The Toronto stock market has turned slightly negative after initially opening higher, with major U.S. stock indexes also near unchanged.
At 1020 ET, the S&P/TSX index was down 10 points, or about 0.1 per cent, the S&P 500 was up 2 points, or 0.2 per cent, and the Dow Jones industrial average was down about 10 points, or less than 0.1 per cent.
The day started on a positive footing, with the TSX buoyed by mining and metals stocks and the implications of better manufacturing data in the United States.
The monthly U.S. manufacturing survey from the Institute for Supply Management on Monday pointed to an improvement. Its main index rose sharply to above 50, a reading that signals growth. The index had been below 50 from June through August.
Overnight markets had received a boost by a Reuters report suggesting Spain was preparing to seek a sovereign bailout from the euro zone. However. Germany was apparently pressing back against those plans.

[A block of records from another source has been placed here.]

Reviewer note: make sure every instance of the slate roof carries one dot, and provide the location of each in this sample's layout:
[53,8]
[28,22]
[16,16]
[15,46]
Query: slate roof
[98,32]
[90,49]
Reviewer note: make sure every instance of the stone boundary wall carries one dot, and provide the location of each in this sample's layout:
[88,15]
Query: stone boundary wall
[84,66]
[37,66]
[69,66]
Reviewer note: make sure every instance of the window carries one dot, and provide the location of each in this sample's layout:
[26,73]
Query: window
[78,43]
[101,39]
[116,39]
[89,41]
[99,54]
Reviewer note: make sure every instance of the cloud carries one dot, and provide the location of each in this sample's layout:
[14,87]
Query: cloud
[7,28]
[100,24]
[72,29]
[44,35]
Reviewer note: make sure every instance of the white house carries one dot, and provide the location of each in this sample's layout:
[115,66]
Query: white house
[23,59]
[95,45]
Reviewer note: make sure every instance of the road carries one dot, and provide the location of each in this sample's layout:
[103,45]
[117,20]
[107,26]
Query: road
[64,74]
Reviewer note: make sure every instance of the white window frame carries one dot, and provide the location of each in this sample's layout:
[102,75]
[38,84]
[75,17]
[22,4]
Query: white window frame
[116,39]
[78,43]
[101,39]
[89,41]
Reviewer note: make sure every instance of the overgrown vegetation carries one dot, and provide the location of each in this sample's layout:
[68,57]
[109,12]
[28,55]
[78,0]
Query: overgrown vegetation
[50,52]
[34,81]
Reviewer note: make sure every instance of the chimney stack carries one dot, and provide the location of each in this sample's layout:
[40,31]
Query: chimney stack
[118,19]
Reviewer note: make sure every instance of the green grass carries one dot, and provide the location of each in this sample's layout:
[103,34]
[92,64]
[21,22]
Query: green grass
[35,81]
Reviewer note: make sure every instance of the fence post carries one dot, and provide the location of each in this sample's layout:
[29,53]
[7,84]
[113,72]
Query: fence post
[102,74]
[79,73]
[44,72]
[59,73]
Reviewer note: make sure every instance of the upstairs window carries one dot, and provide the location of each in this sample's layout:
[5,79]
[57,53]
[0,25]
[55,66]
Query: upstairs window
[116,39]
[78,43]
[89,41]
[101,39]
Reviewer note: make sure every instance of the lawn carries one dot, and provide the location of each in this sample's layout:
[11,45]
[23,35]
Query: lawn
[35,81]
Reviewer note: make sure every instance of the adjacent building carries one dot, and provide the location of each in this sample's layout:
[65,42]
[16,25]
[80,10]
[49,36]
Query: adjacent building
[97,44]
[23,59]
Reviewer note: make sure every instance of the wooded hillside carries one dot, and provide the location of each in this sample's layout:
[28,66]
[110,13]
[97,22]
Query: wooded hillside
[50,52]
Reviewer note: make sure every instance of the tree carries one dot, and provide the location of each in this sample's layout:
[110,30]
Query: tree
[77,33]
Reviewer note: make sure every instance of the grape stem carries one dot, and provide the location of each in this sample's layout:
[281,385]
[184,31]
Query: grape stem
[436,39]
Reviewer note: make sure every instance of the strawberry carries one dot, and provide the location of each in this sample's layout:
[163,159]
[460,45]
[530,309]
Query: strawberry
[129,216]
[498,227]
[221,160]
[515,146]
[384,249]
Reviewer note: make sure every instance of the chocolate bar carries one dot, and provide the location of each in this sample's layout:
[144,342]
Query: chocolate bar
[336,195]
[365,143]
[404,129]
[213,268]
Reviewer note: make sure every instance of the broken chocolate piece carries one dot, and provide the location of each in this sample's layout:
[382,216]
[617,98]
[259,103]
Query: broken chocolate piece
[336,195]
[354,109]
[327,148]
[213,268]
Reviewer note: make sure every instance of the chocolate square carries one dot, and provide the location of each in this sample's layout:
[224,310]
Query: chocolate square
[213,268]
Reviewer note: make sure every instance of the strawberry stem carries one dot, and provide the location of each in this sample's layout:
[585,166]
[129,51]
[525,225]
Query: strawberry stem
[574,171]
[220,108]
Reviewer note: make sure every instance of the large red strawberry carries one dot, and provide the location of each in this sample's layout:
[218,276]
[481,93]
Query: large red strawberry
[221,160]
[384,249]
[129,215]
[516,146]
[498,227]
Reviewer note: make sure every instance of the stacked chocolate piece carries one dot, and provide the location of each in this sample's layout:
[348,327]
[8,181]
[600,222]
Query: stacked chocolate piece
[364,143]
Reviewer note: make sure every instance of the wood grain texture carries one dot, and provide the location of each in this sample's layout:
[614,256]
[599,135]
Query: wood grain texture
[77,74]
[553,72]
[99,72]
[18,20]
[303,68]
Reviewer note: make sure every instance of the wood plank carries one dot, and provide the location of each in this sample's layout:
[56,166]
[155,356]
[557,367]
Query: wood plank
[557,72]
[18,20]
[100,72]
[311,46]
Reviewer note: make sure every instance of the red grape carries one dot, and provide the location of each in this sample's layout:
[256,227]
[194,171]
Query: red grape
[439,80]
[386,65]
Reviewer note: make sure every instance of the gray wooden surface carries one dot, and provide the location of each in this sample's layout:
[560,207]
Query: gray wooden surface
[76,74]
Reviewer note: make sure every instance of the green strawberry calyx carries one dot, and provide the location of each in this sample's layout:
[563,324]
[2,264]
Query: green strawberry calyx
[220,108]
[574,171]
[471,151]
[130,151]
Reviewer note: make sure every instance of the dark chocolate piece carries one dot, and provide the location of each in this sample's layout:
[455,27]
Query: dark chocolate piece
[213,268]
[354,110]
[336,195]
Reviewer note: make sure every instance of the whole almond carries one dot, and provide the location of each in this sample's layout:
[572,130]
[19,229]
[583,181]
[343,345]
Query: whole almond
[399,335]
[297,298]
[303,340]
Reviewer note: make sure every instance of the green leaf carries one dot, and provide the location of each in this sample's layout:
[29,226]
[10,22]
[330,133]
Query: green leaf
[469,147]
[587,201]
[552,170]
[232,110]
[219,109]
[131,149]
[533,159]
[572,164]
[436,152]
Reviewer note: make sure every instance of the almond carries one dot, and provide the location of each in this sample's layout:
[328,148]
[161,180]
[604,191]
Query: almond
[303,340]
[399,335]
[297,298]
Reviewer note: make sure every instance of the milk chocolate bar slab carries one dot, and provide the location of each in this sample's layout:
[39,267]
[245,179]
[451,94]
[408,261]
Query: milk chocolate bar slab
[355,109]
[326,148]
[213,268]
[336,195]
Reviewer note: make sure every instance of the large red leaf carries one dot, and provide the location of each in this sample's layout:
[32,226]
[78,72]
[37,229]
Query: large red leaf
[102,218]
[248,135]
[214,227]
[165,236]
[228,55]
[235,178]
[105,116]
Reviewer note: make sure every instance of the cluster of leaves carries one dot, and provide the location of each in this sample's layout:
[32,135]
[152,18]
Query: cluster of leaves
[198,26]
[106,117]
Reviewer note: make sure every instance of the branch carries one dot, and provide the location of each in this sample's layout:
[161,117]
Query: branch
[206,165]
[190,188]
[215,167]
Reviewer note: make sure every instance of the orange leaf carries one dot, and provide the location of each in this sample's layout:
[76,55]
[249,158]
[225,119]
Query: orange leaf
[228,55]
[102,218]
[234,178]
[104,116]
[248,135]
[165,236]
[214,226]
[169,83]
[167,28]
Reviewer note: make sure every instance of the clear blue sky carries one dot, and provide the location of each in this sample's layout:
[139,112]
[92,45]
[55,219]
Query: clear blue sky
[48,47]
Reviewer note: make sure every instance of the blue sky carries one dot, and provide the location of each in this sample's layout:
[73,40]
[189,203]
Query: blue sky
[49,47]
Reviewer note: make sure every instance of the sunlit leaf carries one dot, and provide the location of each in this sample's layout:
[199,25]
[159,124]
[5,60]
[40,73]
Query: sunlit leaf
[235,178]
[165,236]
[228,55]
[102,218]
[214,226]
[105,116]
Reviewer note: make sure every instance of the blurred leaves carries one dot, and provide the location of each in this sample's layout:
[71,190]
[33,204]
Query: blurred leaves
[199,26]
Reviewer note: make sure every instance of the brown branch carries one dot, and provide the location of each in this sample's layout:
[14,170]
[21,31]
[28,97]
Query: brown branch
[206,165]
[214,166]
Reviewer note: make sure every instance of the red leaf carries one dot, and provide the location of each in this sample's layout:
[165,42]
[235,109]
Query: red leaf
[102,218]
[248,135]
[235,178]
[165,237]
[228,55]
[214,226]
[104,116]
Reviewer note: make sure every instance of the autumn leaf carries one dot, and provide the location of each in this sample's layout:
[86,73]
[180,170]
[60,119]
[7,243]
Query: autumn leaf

"Despite the better-than-expected ISM manufacturing survey yesterday, there remain some doubts about longer-term growth prospects for international stocks," Richard Hastings, a macro strategist at Global Hunter Securities, was quoted by Marketwatch as saying. "We would not be surprised to see a few days like this scattered into the rally as traders get ready for Q3 results and for FY 2013 indicators."
In morning economic news, a measure of U.S. home prices jumped 4.6 per cent in August compared to a year ago, the largest year-over-year increase in more than six years.
Meanwhile, General Motors Co. reported a 1.5 per cent increase in September auto sales on the strength of its passenger car sales, while Ford Motor Co posted sales that were on par with its results from a year earlier.Chrysler Group showed a 12 per cent jump in sales to 142,041, marking its best September since 2007.